Oracle To Sun Users: Put Away The Red Pen

SPARC servers and Solaris are key to its single-stack approach, says Oracle. But should customers believe it?

Hardware will continue

If users had come with red pens expecting to cross items off the Sun catalogue, they could put those pens away, said Simon Culmer, formerly Sun’s UK sales director, who claimed that SPARC servers and x86 based servers would all continue as before with increased investment.

Sun’s SPARC servers are already faster than comparable servers from IBM and HP, and Solaris has more applications than other Unix versions such as IBM’s AIX and HP-UX, said Culmer. Last year’s Oracle OpenWorld saw a Sun system delivering 7.7 million transactions per second, using one fifth of the power of an IBM system – “and this was before we put our engineering people together.”

Oracle will increase the investment in SPARC and Solaris, including servers which are built with partners such as Fujitsu, he said. Culmer also promised that Sun’s other ranges of servers based on Intel x86 processors would continue, including the 4400, a consolidation server, the 4100 described as a workhorse, the 4200 server and the 2200 designed for high performance computing.

The only hint of any lack of support was in the lower-end x86 servers, which, it seems, may fade from view over time.

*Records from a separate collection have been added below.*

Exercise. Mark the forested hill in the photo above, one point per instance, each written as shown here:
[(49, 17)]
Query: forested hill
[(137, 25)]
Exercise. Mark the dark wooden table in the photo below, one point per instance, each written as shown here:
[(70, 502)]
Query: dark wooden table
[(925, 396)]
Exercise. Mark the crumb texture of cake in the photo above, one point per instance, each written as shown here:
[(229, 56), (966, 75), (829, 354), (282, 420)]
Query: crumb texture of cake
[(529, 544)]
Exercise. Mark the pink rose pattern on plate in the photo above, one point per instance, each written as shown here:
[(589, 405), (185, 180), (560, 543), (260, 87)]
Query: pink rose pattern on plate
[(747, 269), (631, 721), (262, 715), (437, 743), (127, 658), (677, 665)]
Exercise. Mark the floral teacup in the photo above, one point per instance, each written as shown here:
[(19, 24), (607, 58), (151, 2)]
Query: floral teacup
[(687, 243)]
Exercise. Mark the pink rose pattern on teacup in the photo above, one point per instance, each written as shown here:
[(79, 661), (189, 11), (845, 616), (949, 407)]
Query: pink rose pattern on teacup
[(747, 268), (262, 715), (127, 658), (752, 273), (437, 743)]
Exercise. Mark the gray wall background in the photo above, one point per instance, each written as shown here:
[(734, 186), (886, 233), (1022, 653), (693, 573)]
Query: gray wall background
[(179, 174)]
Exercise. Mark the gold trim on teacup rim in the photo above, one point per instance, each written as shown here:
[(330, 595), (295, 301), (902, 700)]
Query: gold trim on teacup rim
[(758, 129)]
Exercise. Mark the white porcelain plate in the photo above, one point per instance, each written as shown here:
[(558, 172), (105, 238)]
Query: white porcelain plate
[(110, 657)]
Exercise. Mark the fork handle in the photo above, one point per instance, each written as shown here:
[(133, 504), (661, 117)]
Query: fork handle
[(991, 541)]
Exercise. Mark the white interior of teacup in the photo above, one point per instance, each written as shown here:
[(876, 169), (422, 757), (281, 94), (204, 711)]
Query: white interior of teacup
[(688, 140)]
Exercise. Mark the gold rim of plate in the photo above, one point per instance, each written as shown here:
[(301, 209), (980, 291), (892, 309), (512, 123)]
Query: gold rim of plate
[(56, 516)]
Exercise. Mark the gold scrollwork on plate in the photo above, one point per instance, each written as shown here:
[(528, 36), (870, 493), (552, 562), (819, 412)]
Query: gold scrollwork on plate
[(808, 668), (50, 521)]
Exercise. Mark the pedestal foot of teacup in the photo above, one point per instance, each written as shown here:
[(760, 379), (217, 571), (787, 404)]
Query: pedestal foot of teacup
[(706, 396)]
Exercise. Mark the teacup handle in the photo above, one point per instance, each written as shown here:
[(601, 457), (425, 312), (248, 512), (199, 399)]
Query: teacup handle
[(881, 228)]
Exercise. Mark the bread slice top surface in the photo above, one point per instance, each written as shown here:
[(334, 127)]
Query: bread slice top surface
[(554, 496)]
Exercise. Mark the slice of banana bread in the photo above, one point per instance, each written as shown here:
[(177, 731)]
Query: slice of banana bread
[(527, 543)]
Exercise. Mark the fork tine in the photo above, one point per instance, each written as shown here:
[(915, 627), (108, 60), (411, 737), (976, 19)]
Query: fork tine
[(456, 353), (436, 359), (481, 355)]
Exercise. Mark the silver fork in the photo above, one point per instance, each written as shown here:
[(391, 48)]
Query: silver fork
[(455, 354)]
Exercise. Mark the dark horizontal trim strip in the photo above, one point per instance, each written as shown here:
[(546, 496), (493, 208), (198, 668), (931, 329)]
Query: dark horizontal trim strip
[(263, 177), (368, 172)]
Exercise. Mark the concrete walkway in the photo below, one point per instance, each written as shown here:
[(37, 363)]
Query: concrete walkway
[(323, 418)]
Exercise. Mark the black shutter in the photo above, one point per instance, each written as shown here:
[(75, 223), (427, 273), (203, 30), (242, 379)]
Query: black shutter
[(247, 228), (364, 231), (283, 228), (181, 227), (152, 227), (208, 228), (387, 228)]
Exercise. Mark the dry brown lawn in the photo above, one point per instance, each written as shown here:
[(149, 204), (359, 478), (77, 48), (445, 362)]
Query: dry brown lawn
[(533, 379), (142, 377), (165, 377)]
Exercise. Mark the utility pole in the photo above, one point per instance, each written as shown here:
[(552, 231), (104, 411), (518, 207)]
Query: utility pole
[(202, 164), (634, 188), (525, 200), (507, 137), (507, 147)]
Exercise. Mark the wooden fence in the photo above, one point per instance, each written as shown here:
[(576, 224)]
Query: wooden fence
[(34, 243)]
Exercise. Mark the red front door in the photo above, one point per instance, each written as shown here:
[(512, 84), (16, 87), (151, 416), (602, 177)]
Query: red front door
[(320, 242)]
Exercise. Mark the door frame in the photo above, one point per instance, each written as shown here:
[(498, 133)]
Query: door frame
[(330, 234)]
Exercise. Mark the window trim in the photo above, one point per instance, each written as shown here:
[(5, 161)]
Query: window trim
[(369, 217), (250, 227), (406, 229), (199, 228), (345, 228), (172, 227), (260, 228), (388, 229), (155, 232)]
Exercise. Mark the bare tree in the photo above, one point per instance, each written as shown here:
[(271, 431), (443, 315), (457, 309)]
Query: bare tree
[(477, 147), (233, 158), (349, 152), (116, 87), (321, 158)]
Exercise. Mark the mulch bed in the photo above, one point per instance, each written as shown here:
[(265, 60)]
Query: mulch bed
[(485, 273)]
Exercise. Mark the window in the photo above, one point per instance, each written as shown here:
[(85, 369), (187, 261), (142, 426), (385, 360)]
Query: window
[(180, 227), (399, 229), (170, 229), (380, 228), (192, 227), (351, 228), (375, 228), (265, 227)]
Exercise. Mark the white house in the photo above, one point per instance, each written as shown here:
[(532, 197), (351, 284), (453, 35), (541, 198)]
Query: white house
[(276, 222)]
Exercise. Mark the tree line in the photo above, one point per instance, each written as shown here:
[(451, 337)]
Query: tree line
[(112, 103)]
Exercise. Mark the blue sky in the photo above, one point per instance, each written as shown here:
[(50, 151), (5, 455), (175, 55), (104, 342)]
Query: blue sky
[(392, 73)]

The company’s storage systems would evolve, with a heavy use of Flash: “You can make a fast, reliable, low power storage subsystem if you put Flash in front of the most boring disk subsystem,” he said. “But you have to have incredible software.”

Operating Systems

Oracle reiterated promises to keep Solaris developing and not to kill off the open source OpenSolaris version. “We are deadly serious about investing in research and development and growing the business,” said Chris Armes

Armes stressed the company’s support strength, claiming that Oracle now has a support outfit bigger than the combined size of the whole of Red Hat and Novell. Solaris will be supported alongside Oracle’s Unbreakable Linux, and its Enterprise Linux which tracks Red Hat Enterprise Linux.

One subject omitted from the main speeches was any mention of MySQL, the open source database whose associated development company is owned by Sun, and which formed a large part of European objections to Sun’s acquisition by Oracle. The US meeting was told that MySQL support would be bolstered and the database would continue to develop. Other open source projects like OpenOffice would also continue to get investment.

Conclusion: business as usual?

What about Oracle users who don’t run on SPARC servers, or Sun users who don’t have Oracle? They might each feel that the Oracle/Sun products they buy are being tweaked for needs they don’t have, and fear that they will have to pay more for things they don’t need.

The speakers dismissed this kind of thinking – but outside over coffee, an Oracle salesperson said these people would be “great sales opportunities”, and would have the benefits of the full stack explained to them at the earliest opportunity.

Big IT customers might not want that sort of pitch, of course. And they don’t like change of any sort.

The most surprising thing about the event was the complacency. Many of the delegates suggested that this merger, billed as one of the most cataclysmic ever (in a good way or a bad way), might simply lead to business as usual, with the products and support coming from the usual partners and executives, and the roadmap continuing.

That might not be the ringing endorsement Oracle wanted – but it’s better than the critical reception it might have got.